Style Transfer with Deep Neural Networks

In this project, style transfer uses the features found in the 19-layer VGG Network, which is comprised of a series of convolutional and pooling layers, and a few fully-connected layers. In the image below, the convolutional layers are named by stack and their order in the stack. Conv_1_1 is the first convolutional layer that an image is passed through, in the first stack. Conv_2_1 is the first convolutional layer in the second stack. The deepest convolutional layer in the network is conv_5_4.

Separating Style and Content

Style transfer relies on separating the content and style of an image. Given one content image and one style image, we aim to create a new, target image which should contain our desired content and style components:

objects and their arrangement are similar to that of the content image
style, colors, and textures are similar to that of the style image

An example is shown below, where the content image is of a cat, and the style image is of Hokusai's Great Wave. The generated target image still contains the cat but is stylized with the waves, blue and beige colors, and block print textures of the style image!

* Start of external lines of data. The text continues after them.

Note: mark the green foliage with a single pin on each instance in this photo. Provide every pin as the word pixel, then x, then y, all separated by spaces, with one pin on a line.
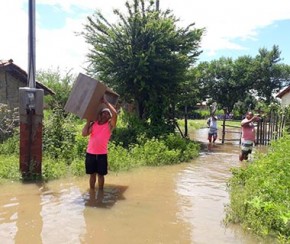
pixel 59 136
pixel 10 146
pixel 131 127
pixel 9 167
pixel 54 169
pixel 170 149
pixel 259 193
pixel 60 84
pixel 144 57
pixel 9 121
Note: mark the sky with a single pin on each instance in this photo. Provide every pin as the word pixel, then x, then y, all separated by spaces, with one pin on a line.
pixel 233 28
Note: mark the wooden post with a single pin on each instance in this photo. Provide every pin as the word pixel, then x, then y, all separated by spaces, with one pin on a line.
pixel 224 125
pixel 185 121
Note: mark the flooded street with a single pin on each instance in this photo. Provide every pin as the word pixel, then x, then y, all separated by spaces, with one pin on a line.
pixel 171 204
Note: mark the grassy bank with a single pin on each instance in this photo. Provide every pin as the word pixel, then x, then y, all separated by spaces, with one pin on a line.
pixel 171 149
pixel 260 193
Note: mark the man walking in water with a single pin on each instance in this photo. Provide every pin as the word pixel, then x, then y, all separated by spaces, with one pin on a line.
pixel 100 131
pixel 248 135
pixel 212 131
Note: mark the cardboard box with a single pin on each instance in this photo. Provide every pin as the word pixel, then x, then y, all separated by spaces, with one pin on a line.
pixel 84 99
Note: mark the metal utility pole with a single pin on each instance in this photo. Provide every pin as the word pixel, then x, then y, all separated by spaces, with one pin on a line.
pixel 31 112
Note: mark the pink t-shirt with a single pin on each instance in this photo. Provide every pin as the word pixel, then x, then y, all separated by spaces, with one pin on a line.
pixel 248 131
pixel 99 139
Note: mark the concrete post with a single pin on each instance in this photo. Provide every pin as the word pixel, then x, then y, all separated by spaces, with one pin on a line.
pixel 31 115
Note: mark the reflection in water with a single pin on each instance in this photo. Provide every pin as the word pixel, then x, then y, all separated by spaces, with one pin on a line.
pixel 104 198
pixel 171 204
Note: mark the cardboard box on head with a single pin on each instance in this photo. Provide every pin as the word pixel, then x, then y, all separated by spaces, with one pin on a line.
pixel 84 99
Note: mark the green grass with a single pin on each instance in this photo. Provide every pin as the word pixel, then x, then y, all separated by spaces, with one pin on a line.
pixel 260 193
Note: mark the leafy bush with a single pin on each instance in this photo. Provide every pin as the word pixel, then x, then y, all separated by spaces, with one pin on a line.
pixel 152 152
pixel 10 146
pixel 9 167
pixel 59 136
pixel 259 193
pixel 9 120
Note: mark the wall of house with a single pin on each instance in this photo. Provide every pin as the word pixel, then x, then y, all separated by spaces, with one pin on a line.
pixel 9 89
pixel 285 101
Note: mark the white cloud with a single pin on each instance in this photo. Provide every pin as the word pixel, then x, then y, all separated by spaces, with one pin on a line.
pixel 224 21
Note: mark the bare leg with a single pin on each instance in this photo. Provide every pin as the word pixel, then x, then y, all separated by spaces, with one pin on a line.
pixel 93 180
pixel 101 181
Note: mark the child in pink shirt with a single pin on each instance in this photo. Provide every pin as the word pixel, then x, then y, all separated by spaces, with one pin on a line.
pixel 248 135
pixel 100 132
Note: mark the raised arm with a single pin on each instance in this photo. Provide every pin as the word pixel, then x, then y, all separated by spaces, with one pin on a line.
pixel 87 128
pixel 113 120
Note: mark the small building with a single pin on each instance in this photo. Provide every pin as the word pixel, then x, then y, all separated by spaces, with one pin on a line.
pixel 284 95
pixel 12 77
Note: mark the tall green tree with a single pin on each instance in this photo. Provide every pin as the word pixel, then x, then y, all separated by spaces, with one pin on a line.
pixel 144 56
pixel 267 75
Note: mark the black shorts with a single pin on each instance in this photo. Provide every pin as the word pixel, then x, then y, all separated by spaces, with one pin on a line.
pixel 96 164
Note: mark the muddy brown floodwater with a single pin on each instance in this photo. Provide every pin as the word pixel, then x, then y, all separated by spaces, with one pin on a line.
pixel 171 204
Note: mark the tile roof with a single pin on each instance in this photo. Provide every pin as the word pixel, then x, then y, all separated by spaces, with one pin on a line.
pixel 19 73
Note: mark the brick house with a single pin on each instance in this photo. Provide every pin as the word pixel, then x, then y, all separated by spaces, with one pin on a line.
pixel 284 95
pixel 11 78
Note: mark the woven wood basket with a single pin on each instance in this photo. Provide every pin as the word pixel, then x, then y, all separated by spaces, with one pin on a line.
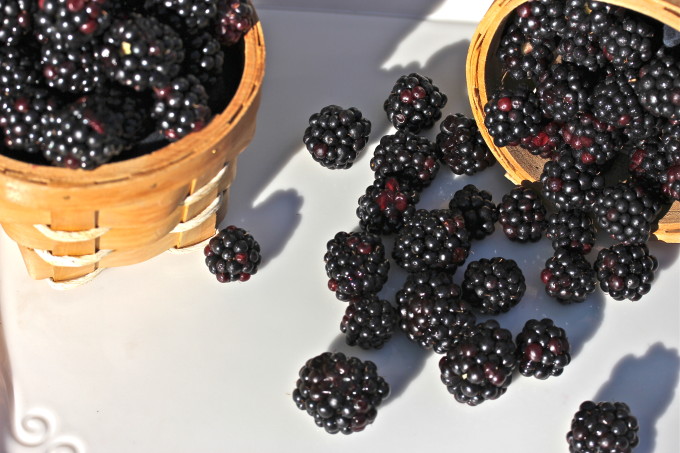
pixel 483 75
pixel 71 224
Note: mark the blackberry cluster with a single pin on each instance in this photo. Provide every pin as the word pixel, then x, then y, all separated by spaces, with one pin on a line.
pixel 341 393
pixel 335 136
pixel 355 264
pixel 415 103
pixel 625 271
pixel 542 349
pixel 493 286
pixel 232 254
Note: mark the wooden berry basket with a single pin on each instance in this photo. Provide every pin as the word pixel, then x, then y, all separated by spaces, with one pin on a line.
pixel 71 224
pixel 483 74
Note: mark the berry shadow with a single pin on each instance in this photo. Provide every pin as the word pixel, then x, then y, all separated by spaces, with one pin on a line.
pixel 647 384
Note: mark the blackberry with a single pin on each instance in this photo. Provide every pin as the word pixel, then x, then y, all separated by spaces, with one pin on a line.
pixel 415 103
pixel 522 215
pixel 431 311
pixel 625 271
pixel 510 115
pixel 369 322
pixel 341 393
pixel 432 240
pixel 386 205
pixel 462 147
pixel 603 427
pixel 407 157
pixel 627 212
pixel 493 286
pixel 573 230
pixel 355 264
pixel 479 365
pixel 232 254
pixel 479 211
pixel 568 276
pixel 181 107
pixel 335 136
pixel 542 349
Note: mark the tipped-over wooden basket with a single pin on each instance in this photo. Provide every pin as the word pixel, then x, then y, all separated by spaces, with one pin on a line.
pixel 484 75
pixel 70 224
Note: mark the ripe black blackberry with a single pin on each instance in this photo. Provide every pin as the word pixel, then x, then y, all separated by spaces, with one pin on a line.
pixel 432 240
pixel 181 107
pixel 369 322
pixel 568 276
pixel 573 229
pixel 461 145
pixel 627 212
pixel 335 136
pixel 341 393
pixel 493 286
pixel 625 271
pixel 407 157
pixel 542 349
pixel 356 264
pixel 415 103
pixel 603 427
pixel 522 215
pixel 232 254
pixel 479 211
pixel 386 205
pixel 479 365
pixel 431 311
pixel 511 115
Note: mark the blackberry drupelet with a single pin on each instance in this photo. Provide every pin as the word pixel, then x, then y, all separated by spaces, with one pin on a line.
pixel 369 322
pixel 627 212
pixel 479 211
pixel 479 365
pixel 341 393
pixel 542 349
pixel 625 271
pixel 232 254
pixel 603 427
pixel 335 136
pixel 355 264
pixel 415 103
pixel 462 147
pixel 431 311
pixel 407 157
pixel 493 286
pixel 432 240
pixel 522 215
pixel 568 276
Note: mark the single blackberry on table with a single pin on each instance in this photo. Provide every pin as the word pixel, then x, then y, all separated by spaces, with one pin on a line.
pixel 415 103
pixel 386 205
pixel 432 240
pixel 522 215
pixel 407 157
pixel 369 322
pixel 232 254
pixel 625 271
pixel 356 264
pixel 341 393
pixel 461 145
pixel 493 286
pixel 431 311
pixel 603 427
pixel 479 365
pixel 542 349
pixel 627 212
pixel 335 136
pixel 568 276
pixel 479 211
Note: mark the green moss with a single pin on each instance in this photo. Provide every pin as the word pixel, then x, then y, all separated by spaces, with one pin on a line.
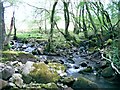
pixel 42 74
pixel 108 42
pixel 16 55
pixel 84 83
pixel 57 66
pixel 50 86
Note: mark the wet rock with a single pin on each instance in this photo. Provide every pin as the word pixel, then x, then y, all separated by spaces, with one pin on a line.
pixel 40 50
pixel 27 79
pixel 67 81
pixel 17 79
pixel 42 74
pixel 27 68
pixel 88 69
pixel 108 72
pixel 29 49
pixel 7 72
pixel 83 64
pixel 70 60
pixel 3 84
pixel 84 84
pixel 49 86
pixel 103 64
pixel 59 68
pixel 76 67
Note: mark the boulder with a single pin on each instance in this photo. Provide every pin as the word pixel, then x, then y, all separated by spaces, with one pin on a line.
pixel 3 84
pixel 27 67
pixel 83 64
pixel 84 84
pixel 7 72
pixel 67 81
pixel 17 79
pixel 42 73
pixel 108 72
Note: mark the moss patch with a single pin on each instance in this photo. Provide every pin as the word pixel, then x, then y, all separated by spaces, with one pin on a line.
pixel 56 66
pixel 42 74
pixel 84 83
pixel 17 55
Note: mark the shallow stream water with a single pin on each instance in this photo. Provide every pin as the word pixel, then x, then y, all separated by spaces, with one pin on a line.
pixel 71 70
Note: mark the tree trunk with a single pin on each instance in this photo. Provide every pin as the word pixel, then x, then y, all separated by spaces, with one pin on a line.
pixel 2 26
pixel 67 19
pixel 84 25
pixel 15 30
pixel 52 26
pixel 91 20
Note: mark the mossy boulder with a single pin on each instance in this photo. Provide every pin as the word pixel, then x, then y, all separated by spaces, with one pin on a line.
pixel 42 73
pixel 67 81
pixel 49 86
pixel 108 42
pixel 108 72
pixel 84 84
pixel 17 55
pixel 40 86
pixel 56 66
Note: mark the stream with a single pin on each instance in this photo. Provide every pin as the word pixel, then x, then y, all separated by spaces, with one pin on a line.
pixel 74 63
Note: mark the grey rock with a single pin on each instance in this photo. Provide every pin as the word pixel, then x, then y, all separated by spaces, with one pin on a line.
pixel 17 79
pixel 27 68
pixel 7 72
pixel 3 83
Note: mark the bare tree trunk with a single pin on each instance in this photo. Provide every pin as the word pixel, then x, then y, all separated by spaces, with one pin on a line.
pixel 2 26
pixel 67 19
pixel 90 17
pixel 6 42
pixel 15 30
pixel 52 25
pixel 84 25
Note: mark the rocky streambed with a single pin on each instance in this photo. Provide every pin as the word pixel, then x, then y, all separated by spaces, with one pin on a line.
pixel 27 66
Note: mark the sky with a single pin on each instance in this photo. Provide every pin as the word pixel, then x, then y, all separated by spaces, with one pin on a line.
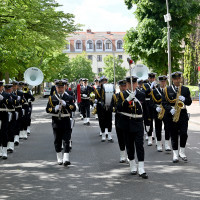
pixel 100 15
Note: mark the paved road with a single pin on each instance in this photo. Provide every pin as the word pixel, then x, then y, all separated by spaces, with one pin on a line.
pixel 31 171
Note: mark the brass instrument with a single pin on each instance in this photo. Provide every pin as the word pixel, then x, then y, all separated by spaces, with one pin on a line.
pixel 25 89
pixel 179 105
pixel 161 113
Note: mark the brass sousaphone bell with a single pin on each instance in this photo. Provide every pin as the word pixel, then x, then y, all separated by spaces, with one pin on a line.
pixel 33 76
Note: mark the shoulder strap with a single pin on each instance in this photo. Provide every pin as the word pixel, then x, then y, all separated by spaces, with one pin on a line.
pixel 122 96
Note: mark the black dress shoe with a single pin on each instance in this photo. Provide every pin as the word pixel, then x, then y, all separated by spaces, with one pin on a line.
pixel 66 163
pixel 175 160
pixel 144 176
pixel 183 158
pixel 16 143
pixel 134 173
pixel 10 150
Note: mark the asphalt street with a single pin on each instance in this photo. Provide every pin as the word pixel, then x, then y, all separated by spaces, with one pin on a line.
pixel 31 172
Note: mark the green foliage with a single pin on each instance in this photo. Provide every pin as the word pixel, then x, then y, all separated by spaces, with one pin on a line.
pixel 79 67
pixel 120 72
pixel 148 41
pixel 31 32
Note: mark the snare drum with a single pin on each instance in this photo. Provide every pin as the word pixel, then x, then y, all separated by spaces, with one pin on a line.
pixel 109 91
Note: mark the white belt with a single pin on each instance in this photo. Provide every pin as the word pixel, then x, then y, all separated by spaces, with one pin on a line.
pixel 131 115
pixel 10 110
pixel 3 109
pixel 62 115
pixel 18 106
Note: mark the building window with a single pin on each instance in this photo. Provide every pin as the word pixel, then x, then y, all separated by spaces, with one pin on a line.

For transfer learning, we need to preserve the weights of the layers that were trained for long. So, need to freeze the weights of all feature layers and only modify the end fully connected layers to our needs.

for param in vgg.parameters(): param.requires_grad_(False)

According to paper, Image Style Transfer Using Convolutional Neural Networks, by Gatys in PyTorch, the style content(color, pattern, shapes etc.) of an image is represented by layers :

  • conv1_1
  • conv2_1
  • conv3_1
  • conv4_1
  • conv5_1

And the content of an image is represented by :

  • conv4_2

So, we will extract the information from all these layers from VGG16 network and use them to calculate our error function.

Gram Matrix

The matrix which will represent the style information of an image. To calculate gram image for each feature layer of an image :

  • Get the depth, height, and width of a tensor using batch_size, d, h, w = tensor.size()
  • Reshape that tensor so that the spatial dimensions are flattened, since each feature layer has a number of feature maps. Its dimensions will be depth(num of feature maps)xlengthxwidth(image). On flattening -> depthx(length*width)
  • Calculate the gram matrix by multiplying the reshaped tensor by it's transpose.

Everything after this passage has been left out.